I wouldn't censor TV, I think there is a responsibility to depict the real world, and even though Game of Thrones shows a made-up world where most of the population has a claim to the throne and a woman can give birth to dragons, the human behaviour it depicts, is realistic enough.

But I think that programme makers should think seriously about the ways in which they present violence against women. If violence against men isn't presented as a sexual thing, then must violence against women be shown so frequently in this way?


  1. I can think of a hundred movie scenes in which a queen/empress/high-power female figure is seen delighting in watching heavily oiled muscle-men in loin cloths fighting to the death for her amusement and titillation...pick any early Jean-Claude Van Damme movie at random and you'll find such a scene. And it makes 'sense' in the same way as does the Game Of Thrones scene you describe.

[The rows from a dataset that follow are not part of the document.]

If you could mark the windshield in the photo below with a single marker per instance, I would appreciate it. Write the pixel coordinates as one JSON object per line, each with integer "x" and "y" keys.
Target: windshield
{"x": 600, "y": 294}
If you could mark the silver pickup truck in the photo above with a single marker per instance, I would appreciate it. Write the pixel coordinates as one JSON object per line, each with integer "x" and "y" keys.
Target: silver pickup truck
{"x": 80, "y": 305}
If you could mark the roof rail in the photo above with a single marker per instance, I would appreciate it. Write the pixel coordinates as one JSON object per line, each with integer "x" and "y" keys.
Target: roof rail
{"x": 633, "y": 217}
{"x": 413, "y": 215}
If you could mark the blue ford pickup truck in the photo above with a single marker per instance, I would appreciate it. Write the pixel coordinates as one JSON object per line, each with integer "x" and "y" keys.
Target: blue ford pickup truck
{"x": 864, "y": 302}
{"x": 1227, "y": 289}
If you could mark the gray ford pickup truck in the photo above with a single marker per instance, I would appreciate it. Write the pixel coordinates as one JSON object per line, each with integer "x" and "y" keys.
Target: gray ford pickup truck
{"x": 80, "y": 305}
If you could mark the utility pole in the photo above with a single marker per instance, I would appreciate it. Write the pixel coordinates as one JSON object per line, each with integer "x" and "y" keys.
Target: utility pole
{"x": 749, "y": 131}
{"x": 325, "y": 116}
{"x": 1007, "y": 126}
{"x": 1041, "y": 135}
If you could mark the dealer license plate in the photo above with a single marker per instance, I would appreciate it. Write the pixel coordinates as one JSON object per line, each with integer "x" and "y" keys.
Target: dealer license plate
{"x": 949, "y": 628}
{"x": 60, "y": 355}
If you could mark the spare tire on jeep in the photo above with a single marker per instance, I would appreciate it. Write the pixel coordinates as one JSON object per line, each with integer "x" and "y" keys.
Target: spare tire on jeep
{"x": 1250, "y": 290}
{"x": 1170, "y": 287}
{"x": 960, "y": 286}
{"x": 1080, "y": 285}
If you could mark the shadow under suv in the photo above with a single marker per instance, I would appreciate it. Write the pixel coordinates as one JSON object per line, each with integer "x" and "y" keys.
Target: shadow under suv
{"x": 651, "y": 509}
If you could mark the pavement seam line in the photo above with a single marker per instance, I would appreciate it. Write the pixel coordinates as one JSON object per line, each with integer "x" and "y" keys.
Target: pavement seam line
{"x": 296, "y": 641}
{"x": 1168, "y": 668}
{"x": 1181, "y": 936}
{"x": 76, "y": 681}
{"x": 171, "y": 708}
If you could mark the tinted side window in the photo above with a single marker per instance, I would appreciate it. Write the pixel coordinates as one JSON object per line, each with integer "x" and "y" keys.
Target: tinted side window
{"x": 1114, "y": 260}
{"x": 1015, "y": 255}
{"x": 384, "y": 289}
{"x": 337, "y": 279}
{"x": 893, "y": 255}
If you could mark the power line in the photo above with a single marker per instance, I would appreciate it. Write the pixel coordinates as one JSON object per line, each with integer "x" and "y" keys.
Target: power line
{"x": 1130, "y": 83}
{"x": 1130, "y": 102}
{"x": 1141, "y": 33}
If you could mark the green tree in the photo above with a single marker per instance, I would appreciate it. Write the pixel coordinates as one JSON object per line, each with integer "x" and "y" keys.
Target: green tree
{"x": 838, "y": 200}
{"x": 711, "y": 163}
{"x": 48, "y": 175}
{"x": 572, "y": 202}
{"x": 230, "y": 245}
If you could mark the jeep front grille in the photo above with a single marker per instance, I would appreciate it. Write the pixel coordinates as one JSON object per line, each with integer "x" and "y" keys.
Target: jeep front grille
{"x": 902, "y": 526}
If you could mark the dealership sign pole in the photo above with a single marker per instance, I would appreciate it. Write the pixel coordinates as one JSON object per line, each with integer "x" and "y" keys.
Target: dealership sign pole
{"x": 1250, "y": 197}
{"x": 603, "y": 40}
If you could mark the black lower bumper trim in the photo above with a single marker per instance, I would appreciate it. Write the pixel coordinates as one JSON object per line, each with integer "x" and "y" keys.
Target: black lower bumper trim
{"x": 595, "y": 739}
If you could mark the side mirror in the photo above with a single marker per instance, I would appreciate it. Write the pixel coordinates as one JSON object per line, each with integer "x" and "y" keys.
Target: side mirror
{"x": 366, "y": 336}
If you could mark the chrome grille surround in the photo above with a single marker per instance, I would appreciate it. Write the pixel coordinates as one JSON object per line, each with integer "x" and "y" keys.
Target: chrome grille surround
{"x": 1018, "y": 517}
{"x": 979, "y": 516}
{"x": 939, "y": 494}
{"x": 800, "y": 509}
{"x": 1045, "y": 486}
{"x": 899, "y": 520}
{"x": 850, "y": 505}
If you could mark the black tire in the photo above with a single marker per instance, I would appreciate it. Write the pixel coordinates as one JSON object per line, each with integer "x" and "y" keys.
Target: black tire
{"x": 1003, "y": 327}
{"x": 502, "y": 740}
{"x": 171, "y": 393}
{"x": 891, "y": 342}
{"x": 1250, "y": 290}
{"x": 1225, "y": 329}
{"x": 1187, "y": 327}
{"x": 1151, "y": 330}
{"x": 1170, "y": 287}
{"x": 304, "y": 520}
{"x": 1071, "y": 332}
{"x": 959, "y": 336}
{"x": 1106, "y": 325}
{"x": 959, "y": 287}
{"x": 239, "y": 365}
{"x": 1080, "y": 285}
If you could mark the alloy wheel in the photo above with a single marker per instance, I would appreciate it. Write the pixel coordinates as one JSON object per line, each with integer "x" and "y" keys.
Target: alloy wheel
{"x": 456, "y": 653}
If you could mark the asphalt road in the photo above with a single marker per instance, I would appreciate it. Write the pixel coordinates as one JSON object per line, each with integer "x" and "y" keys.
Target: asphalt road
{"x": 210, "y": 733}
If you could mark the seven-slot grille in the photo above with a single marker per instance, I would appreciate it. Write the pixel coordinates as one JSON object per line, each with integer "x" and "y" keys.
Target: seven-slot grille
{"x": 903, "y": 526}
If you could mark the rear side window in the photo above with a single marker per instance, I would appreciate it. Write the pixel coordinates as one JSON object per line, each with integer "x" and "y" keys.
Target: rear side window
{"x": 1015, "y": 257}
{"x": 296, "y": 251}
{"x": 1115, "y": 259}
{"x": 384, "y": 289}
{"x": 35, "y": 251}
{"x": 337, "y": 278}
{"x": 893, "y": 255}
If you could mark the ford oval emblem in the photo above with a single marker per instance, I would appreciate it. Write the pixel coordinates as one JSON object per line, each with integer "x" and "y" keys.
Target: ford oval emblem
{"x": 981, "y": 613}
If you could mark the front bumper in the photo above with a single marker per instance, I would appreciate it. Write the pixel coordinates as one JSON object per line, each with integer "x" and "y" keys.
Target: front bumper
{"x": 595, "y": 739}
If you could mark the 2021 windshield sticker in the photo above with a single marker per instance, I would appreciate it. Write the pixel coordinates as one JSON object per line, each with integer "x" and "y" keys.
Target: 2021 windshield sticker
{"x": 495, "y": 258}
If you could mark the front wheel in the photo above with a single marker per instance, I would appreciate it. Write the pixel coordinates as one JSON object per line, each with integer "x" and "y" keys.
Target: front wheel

    It's a depiction of what happens when you amplify human urges to extreme/psychotic levels, urges we all have to a greater or lesser extent, and can therefore empathise with, however uncomfortable that fact may be. Stabbing someone to death with a biro is something very few of us will ever do, and yet you'd struggle to find an office worker who hasn't thought about it at least once, and would therefore relish such a scene in a movie. What goes on in our heads, the fantasies and aspirations and resentments are a thousand times more extreme than our modern western society will allow, and so we indulge vicariously through the media. I don't think these kind of violent/sexual scenes introduce anything new to our collective psyche, and in fact it takes considerable skill and forethought on the part of a screenwriter to make such things engaging and shocking, desensitised to it as we increasingly are.

    Actively promoting violence against women is of course intolerable, and I think a movie that did only that would sell very few tickets. But exploring the minds of those who commit or encourage such things, and being unnerved by how even our modern society is only ever a hair's breadth away from such regression towards our baser instincts...that's interesting. That's worth exploring and discussing. Boobs and bodycount do not a blockbuster make, and if that's all you'd seen in that Game Of Thrones episode, I very much doubt you'd have written a blog about it!

  2. I think maybe I should have watched a few more Jean-Claude Van Damme films! I think there are a lot more examples of sexualised violence done to women than men, but that's probably a reflection of real life. I agree, the fact that it makes me uncomfortable doesn't necessarily mean these scenes shouldn't be shown, but in my opinion it does mean that they should be analysed, and criticised.

  3. I'll warrant Jean Claude and his buddies are far more in charge of their violence too. Sex and violence are both used to titilate, but sexual violence is somehow more disturbing.

  4. My approach to GoT has been less sophisticated: I concluded after season 1 that George R R Martin is a total misogynist!

    (Though he does describe himself as a feminist - )

    This had been the main thing putting me off season 2 until reading your blog. Aaaargh. Let me know if Joffrey gets whacked and I might give it a go.

  5. Game of Thrones is a man's world, but that's kind of in keeping with the medievalness. It does have strong female characters however. I think if the girls were all wussy and boring I wouldn't enjoy watching it. Joffrey alive and kicking so far.